The noise of the universe.

Time splits here, consciousness refracts.

I’d come to streamline mind into a deft, discriminatory tool again, where black and white unite into the clearest, sharpest white noise perceptible to this sense-prison. Reaching out to the first groanings of space, the dust explosion in a great breath-out, exhale of The Void outwards into sonic vibrations shaping the texture and trajectory of all gas and dust into bone and fractal sentience. Something for the Void to look out on. Something to dream.

But the outside ones convalesce in those territories, they are known from their Eldritch aura, and streak the ether wherever they become.

It was on my psychic return that I saw that streak. Amidst a blissful plateua of no ill transmission or sensory flux, in the more remote regions of Tibet, nesting in the Clear Light. It was unmistakable. And there is limited value in tolerating that bullshit.

The Outside ones had sprung a trap and a leak, and it didn’t seem as if anyone saw it coming except myself. In this gathering quiet of the final storm, Year of Our Anti-Lord 2006. Bombs dropped and otherwise intelligent men became over-tired and quit distinquishing sense from silly. And I heard quiet whispers of the Doomsday Bus, a solid vehicle designed to withstand the hellish fury of the apocalypse, began discovering things that strip minds to a bare and barren Nirvana; the kind of information that awakens one to the True State of Things, new data a stark contrast to firmly held, loved and treasured word-maps; new data a world destroyer and eviscerator in it’s own cold right. The pattern of things had changed, so I phased out and went to Tibet. I’d intended to stay longer in the field, but I needed to ken these new patterns. Fresh traces of Apocalypse had seeped into the world, louder and requiring urgent attention, and I had to cut them out at the root source—they didn’t belong: not here and not yet. Retreat to Tibet was the game-plan for reaching outside regular spaces to feel out for the seed.

And here it was.
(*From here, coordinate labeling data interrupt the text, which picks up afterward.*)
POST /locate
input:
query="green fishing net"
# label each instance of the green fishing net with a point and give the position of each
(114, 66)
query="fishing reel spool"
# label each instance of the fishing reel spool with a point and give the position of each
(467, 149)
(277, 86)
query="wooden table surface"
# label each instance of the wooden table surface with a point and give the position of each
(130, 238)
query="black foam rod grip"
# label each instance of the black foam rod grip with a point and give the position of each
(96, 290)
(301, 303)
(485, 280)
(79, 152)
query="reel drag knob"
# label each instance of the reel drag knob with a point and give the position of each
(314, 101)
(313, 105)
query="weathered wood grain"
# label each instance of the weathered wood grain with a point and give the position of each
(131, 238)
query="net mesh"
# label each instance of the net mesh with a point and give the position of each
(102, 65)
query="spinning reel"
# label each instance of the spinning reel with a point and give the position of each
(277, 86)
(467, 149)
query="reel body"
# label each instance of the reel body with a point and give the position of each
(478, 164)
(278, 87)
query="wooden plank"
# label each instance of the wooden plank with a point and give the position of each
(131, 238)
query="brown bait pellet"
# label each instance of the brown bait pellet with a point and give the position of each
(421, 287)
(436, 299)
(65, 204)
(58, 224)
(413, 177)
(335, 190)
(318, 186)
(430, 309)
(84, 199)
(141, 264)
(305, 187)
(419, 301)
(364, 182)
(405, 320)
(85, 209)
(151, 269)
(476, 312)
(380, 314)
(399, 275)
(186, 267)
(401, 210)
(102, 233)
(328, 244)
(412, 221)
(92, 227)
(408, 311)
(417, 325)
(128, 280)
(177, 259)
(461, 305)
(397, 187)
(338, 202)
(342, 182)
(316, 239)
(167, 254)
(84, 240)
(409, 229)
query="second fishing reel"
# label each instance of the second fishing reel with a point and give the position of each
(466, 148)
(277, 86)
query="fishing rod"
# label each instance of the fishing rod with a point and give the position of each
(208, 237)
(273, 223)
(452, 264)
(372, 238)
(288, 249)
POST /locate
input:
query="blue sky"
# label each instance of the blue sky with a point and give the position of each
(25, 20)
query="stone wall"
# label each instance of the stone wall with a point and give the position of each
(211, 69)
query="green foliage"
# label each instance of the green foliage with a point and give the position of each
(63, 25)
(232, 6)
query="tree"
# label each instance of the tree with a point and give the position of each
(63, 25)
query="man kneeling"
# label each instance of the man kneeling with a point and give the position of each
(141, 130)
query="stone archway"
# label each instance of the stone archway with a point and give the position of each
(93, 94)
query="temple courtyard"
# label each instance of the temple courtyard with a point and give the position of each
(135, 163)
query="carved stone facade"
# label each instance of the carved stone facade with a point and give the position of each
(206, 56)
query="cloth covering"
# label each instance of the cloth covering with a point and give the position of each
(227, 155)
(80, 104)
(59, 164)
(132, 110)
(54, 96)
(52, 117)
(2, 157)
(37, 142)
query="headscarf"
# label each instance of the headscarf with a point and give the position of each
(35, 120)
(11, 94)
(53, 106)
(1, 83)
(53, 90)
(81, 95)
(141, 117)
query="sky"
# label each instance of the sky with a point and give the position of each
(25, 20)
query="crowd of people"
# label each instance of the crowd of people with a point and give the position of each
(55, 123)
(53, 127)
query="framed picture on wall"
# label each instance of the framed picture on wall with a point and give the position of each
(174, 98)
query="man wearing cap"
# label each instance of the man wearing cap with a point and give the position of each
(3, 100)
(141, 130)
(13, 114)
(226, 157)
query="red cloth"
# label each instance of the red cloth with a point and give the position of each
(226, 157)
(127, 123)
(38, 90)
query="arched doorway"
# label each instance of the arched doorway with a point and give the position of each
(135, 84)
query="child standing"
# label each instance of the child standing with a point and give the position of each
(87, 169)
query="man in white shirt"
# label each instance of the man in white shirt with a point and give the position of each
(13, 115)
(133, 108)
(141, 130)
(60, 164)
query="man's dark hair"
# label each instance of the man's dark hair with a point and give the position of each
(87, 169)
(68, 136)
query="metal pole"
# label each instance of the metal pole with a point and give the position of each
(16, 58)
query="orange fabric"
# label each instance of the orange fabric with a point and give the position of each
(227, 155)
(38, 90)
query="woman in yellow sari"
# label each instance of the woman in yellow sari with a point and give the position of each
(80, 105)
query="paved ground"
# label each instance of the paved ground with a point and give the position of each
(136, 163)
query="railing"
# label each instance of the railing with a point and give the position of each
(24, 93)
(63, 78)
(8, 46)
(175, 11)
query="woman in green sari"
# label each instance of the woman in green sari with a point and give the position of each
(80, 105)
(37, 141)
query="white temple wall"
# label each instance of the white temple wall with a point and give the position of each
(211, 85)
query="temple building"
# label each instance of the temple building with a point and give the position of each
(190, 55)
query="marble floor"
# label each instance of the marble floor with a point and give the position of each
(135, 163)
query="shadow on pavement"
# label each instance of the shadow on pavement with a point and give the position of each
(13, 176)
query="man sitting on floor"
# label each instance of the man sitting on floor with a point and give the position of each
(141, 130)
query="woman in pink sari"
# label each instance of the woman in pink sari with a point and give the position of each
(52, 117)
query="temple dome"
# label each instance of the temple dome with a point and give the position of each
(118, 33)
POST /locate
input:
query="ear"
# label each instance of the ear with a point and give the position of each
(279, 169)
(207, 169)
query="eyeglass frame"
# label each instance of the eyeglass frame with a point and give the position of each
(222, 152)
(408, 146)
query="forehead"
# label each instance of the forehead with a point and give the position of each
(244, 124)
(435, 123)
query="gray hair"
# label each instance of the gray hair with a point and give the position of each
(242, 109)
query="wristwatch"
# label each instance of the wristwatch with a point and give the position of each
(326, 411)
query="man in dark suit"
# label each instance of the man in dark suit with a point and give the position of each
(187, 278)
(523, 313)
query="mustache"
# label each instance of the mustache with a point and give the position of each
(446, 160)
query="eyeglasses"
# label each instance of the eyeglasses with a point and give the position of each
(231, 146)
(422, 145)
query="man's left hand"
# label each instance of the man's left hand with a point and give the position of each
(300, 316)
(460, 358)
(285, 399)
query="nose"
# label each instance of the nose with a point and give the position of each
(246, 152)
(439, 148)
If I thought destiny was a pertintent construct, I guess this would be it.

This is my life. Scanning the frigid margins of the political elite, hunting down the real perpetrators that float in the shadows, flexing psychic muscle and in-deep with the Outside. Inbetween the dawn and the dusk we can see them running if you look with the right eyes—out from the shadows of the pillars, across the courtyards of the powerhouses, snaking their twisted wills into the heart of all rulers, trading in the deep blood of ancient and deadly forces most minds have the instinct to run from.

Socialising and investigative meandering was a foreign process after jamming deep with the Bardo. Staying in a monastery on the long journey back, I heard some stories which extended my stay longer than intended. My retreat had not been in vein. There were saucers over Ladakh, alerting me to a change in the steady loose orbit of political events. It was not only the outer reaches of the manifest world where these stains had accumulated, but deep into the very flesh of nations it now seemed.

I was twelve when I first thought I noticed problems with the way the world was run.

I was forty-six before I discovered what I could really do about it.

There was mum, Josh and my Uncle Steve, sitting around the table. Mum started frowning the day she found out about Dad. She was frowning this day, but that was before she actually knew. I knew. I’d seen them come in their black helicopters, with their sealed light green suits and invisible faces. I knew what happened. Mum was only happy when they found him suspended from a tree by his ankles with his wrists cut and a neat little note describing how everything was too much and there just wasn’t enough love anymore.

I knew what happened. And it goes something like this.

Everyday my dad would come home from work and tell me amazing stories about what he did that day. How he interviewed a space alien or how he stopped the world disappearing overnight by finding a set of crystals that nobody but him and his work colleagues knew about.

After he died, I told mum about all of the things he used to tell me, but she said, fiercely like she hated him, that none of it was true. That he was the manager of a paper-clip company and that he only told me those things because they made me smile. But I knew then that she didn’t really know, and knew that whoever those men were they were bad men who killed him because they didn’t like him anymore. Mum didn’t know about any of that stuff. But I knew. And then I found out that there was something wrong with the world if people were always keeping secrets and lies and never told each other the truth. I wasn’t going to tell any lies. I was only to going to tell people the truth, because I knew that’s what killed my dad. Not the truth. But that he had to lie. I thought that if I never told anyone that I’d lie for them then I wouldn’t get killed for telling the truth.

When they threw me in the asylum I was glad, really. I always thought it was better that people thought me crazy than they think that I was a liar. Truth is all I wanted out of life. And that’s why I was signed up to the agency.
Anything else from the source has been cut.